HARIANKALTIM.COM – Lensa kamera mengabadikan pemandangan yang tak sekadar miris, namun juga menyengat nurani publik, saat dua tersangka penambangan ilegal di kawasan Hutan Dengan Tujuan Khusus (KHDTK) Diklatlut Fahutan Unmul dirilis oleh Balai Penegakan Hukum Kehutanan (Gakkumhut) Wilayah Kalimantan.

Salah satu dari mereka, D (42), Direktur PT. TAA, tanpa sungkan memamerkan kaos berlogo Anagram Loewe, merek fashion mewah asal Spanyol, yang harganya setara dengan jutaan rupiah – ironi tajam di tengah hutan yang ia jarah.

Penangkapan D dan rekannya, E (38), penanggung jawab alat berat, pada Sabtu lalu oleh Polresta Samarinda seharusnya menjadi kabar gembira bagi pejuang lingkungan.

Namun, sorotan juga tertuju pada sehelai kain hitam berlogo mahal yang melekat di tubuh seorang tersangka perusak lingkungan.

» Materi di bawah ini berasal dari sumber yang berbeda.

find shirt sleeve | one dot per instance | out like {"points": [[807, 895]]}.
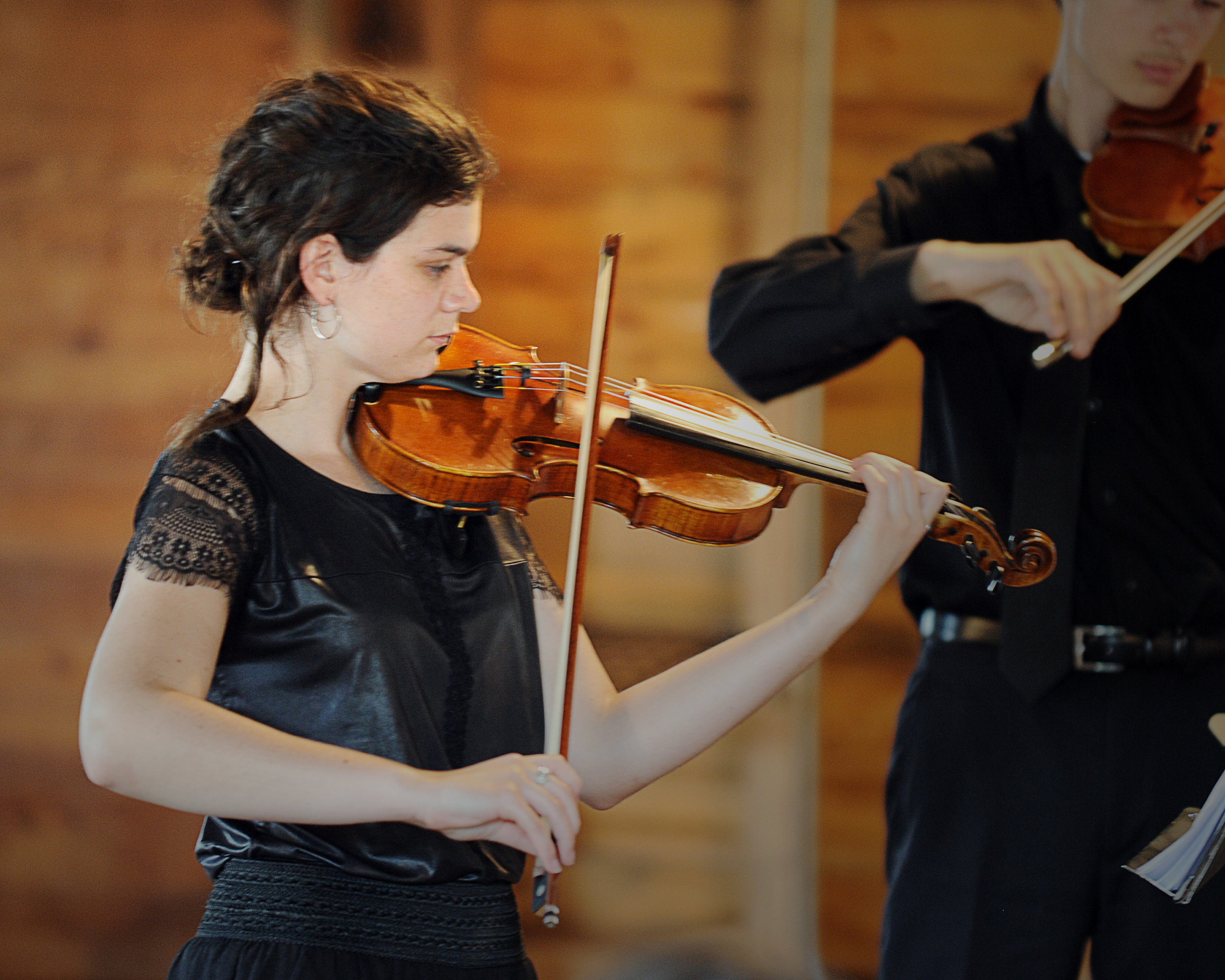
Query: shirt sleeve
{"points": [[195, 525], [826, 304]]}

Kaos Loewe Anagram, seperti yang dikenakan tersangka, bukan sekadar busana.

Baju Kaos Mewah Tersangka Tambang Ilegal di Unmul Ini Harganya Tak Main-main

Di marketplace resmi, model serupa, “LOEWE NEON BLACK FLUO” Anagram T-Shirt, dibanderol mulai dari Rp 6.934.050,00 setelah diskon, dari harga normal sekitar Rp 7.499.000,00. Sebuah harga fantastis untuk sepotong kaos, yang kontras dengan kerugian triliunan rupiah akibat praktik ilegal yang mereka geluti.

Ini bukan sekadar kasus tambang ilegal biasa. Ini adalah potret telanjang bagaimana profitabilitas kejahatan lingkungan dapat membiayai gaya hidup glamor, sementara alam dan masyarakat lokal menanggung akibatnya.

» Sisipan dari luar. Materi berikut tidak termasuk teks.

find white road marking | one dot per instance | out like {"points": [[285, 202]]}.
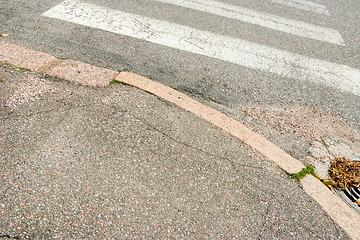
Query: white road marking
{"points": [[304, 5], [209, 44], [262, 19]]}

Ketika jutaan hektar hutan digunduli, sungai tercemar, dan hak-hak masyarakat adat terampas, para pelakunya justru bisa bermewah-mewah dengan barang-barang bermerek.

“Apakah ini bentuk arogansi? Atau ketidakpedulian yang sudah mendarah daging?” gumam seorang aktivis lingkungan yang menyaksikan rilis tersebut.

“Mereka menjarah kekayaan alam kita, tetapi bangga mengenakan simbol kemewahan yang dibeli dari hasil kejahatan itu.”

Tersangka D dan E kini telah resmi ditahan di Rutan Polresta Samarinda. Tetapi pertanyaan besar tetap menggantung: apakah penangkapan ini cukup untuk mencabut akar-akar kejahatan lingkungan yang begitu kuat?

Dan akankah ada penegakan hukum yang benar-benar memiskinkan para perusak lingkungan, sehingga kemewahan hasil kejahatan mereka tak lagi dapat dipamerkan?

Kasus ini sendiri bermula dari keberanian mahasiswa Fakultas Kehutanan Unmul yang membongkar aktivitas bejat di wilayah konservasi pendidikan mereka.

Kini, bola panas ada di tangan aparat penegak hukum untuk memastikan bahwa tak ada lagi penjahat lingkungan yang bisa berlagak mewah di atas penderitaan alam dan rakyat. (RED)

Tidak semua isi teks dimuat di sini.